Decisão Terminativa de 2º Grau

Cartão de Crédito 0817654-93.2019.8.18.0140


Decisão Terminativa

poder judiciário 
tribunal de justiça do estado do piauí
GABINETE DO Desembargador DIOCLÉCIO SOUSA DA SILVA

PROCESSO Nº: 0817654-93.2019.8.18.0140
CLASSE: APELAÇÃO CÍVEL (198)
ASSUNTO(S): [Cartão de Crédito, Cartão de Crédito]
APELANTE: MARIA DAS GRACAS DOS SANTOS
APELADO: C&A MODAS LTDA., BANCO BRADESCO CARTOES S.A., BANCO ITAU S/A, COMPANHIA BRASILEIRA DE DISTRIBUICAO


JuLIA Explica


Ementa: DIREITO CIVIL E DO CONSUMIDOR. APELAÇÃO CÍVEL. AÇÃO DECLARATÓRIA DE INEXISTÊNCIA DE DÉBITO C/C INDENIZAÇÃO POR DANOS MORAIS E REPETIÇÃO DE INDÉBITO. COBRANÇA DE ANUIDADE DIFERENCIADA DE CARTÃO DE CRÉDITO SEM COMPROVAÇÃO DE CONTRATAÇÃO. REPETIÇÃO DO INDÉBITO EM DOBRO. DESPROVIMENTO.

I. CASO EM EXAME 

1.         Apelação cível interposta contra sentença que julgou parcialmente procedentes os pedidos para declarar a ilegalidade da cobrança de anuidade diferenciada em fatura de cartão de crédito, reconhecer a inexistência do débito e condenar à repetição do indébito em dobro, com fixação de honorários advocatícios.

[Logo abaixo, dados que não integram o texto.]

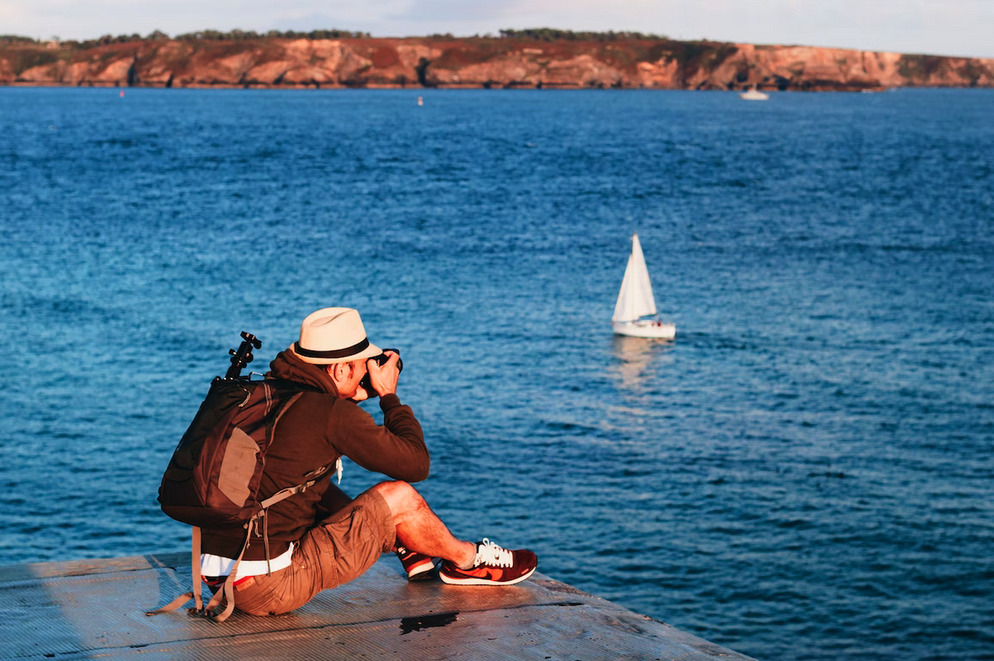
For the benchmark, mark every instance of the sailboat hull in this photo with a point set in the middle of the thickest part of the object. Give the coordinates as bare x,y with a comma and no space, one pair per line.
645,328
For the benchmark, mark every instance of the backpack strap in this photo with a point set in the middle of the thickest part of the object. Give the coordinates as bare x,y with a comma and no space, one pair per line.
195,576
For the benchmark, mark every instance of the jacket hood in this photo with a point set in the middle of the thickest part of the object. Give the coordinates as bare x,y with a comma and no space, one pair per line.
289,366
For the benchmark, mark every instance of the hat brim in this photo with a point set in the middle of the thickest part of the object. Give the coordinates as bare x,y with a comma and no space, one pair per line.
370,351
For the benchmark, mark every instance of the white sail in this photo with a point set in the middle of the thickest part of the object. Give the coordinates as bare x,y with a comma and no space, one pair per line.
635,299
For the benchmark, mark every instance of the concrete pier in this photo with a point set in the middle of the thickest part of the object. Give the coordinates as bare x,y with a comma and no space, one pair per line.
96,609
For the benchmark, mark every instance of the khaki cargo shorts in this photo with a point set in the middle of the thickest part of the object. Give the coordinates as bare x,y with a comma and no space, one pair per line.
337,550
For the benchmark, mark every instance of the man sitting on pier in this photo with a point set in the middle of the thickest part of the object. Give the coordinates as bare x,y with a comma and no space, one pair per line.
320,538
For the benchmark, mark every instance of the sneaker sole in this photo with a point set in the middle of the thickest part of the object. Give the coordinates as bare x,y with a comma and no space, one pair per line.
421,572
469,580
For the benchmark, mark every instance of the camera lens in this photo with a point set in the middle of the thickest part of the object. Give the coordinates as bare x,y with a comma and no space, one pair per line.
381,359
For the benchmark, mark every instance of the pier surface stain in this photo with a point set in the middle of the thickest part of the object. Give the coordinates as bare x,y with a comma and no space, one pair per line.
419,622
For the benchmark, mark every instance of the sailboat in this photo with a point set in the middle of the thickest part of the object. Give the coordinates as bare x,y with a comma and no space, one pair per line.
635,312
754,95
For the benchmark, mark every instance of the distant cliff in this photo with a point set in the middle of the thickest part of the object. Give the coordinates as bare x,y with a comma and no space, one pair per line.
498,62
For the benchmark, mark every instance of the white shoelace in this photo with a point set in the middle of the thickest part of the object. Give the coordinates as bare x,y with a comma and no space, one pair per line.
488,553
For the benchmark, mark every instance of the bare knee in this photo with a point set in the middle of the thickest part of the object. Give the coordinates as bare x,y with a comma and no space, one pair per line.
400,497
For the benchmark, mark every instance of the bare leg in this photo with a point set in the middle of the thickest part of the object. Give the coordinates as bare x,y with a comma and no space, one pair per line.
420,529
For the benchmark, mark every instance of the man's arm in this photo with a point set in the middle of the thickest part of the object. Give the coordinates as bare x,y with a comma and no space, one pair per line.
396,449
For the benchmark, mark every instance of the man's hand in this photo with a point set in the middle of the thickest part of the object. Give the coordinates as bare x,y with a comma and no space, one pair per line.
384,377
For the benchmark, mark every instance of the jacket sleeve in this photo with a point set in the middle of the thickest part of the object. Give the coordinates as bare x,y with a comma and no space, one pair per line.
396,449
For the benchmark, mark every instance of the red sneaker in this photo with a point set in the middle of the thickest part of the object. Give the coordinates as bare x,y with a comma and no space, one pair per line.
493,566
417,565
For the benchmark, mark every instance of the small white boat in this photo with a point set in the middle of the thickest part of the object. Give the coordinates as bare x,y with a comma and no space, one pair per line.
754,95
635,312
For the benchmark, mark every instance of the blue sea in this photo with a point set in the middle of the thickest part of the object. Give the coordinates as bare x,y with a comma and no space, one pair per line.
805,472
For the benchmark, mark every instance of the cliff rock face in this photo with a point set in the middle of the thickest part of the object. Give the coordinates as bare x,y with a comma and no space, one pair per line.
482,62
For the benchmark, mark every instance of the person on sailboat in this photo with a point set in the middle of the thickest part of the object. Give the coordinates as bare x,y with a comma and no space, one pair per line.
320,538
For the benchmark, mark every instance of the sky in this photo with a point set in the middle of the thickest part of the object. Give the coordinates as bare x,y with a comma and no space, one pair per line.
934,27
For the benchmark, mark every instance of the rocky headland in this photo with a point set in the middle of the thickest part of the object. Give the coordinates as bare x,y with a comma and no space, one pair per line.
475,62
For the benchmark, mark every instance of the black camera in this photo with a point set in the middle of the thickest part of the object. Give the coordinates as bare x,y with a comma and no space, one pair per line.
366,384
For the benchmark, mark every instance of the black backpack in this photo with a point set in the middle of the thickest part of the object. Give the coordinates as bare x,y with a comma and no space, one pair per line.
212,480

2.         A instituição financeira sustenta a legalidade da cobrança. Requer a improcedência da demanda ou, subsidiariamente, a restituição simples e a modificação dos critérios de juros e correção monetária.

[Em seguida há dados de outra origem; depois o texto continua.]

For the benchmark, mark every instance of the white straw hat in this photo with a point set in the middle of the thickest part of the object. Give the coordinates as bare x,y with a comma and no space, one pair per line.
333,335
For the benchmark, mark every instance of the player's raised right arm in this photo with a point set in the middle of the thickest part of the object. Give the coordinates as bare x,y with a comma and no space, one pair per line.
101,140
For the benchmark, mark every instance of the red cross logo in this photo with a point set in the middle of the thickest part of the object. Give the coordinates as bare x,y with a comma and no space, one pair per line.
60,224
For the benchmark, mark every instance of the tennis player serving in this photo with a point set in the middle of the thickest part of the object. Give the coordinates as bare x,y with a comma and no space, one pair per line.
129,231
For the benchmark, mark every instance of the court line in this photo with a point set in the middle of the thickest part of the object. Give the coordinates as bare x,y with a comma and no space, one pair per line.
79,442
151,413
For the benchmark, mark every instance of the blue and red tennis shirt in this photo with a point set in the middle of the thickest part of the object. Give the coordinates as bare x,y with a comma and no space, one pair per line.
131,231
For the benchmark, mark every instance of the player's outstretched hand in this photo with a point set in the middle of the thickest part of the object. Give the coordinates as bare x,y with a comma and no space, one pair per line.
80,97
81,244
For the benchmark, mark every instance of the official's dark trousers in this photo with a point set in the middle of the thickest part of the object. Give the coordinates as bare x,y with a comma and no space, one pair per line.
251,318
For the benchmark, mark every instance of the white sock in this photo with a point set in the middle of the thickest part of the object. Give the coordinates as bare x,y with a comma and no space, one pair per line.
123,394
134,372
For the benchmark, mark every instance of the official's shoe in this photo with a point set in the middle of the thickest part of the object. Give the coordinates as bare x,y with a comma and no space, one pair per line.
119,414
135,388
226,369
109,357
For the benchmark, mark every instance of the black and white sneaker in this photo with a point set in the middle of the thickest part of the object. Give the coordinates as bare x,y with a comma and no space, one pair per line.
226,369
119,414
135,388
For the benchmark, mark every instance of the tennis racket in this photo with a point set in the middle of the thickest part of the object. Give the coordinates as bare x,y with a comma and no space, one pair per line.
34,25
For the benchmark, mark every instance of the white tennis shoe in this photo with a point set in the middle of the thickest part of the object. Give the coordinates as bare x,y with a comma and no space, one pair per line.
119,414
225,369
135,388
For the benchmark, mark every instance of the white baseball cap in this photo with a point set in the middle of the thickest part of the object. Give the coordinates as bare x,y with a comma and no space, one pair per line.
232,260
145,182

3.         Ausência de contrarrazões. Juízo de admissibilidade positivo. Ministério Público manifestou-se pela desnecessidade de intervenção.

II. QUESTÃO EM DISCUSSÃO 

2.         A questão em discussão consiste em saber se é válida a cobrança de anuidade diferenciada de cartão de crédito sem comprovação da contratação e, em caso negativo, se é cabível a repetição do indébito em dobro, bem como quais os critérios de incidência de juros e correção monetária.

III. RAZÕES DE DECIDIR 

3.         A relação entre as partes é de consumo. Incide o CDC. Aplica-se a Súmula 297/STJ. Cabível a inversão do ônus da prova, nos termos do art. 6º, VIII, do CDC.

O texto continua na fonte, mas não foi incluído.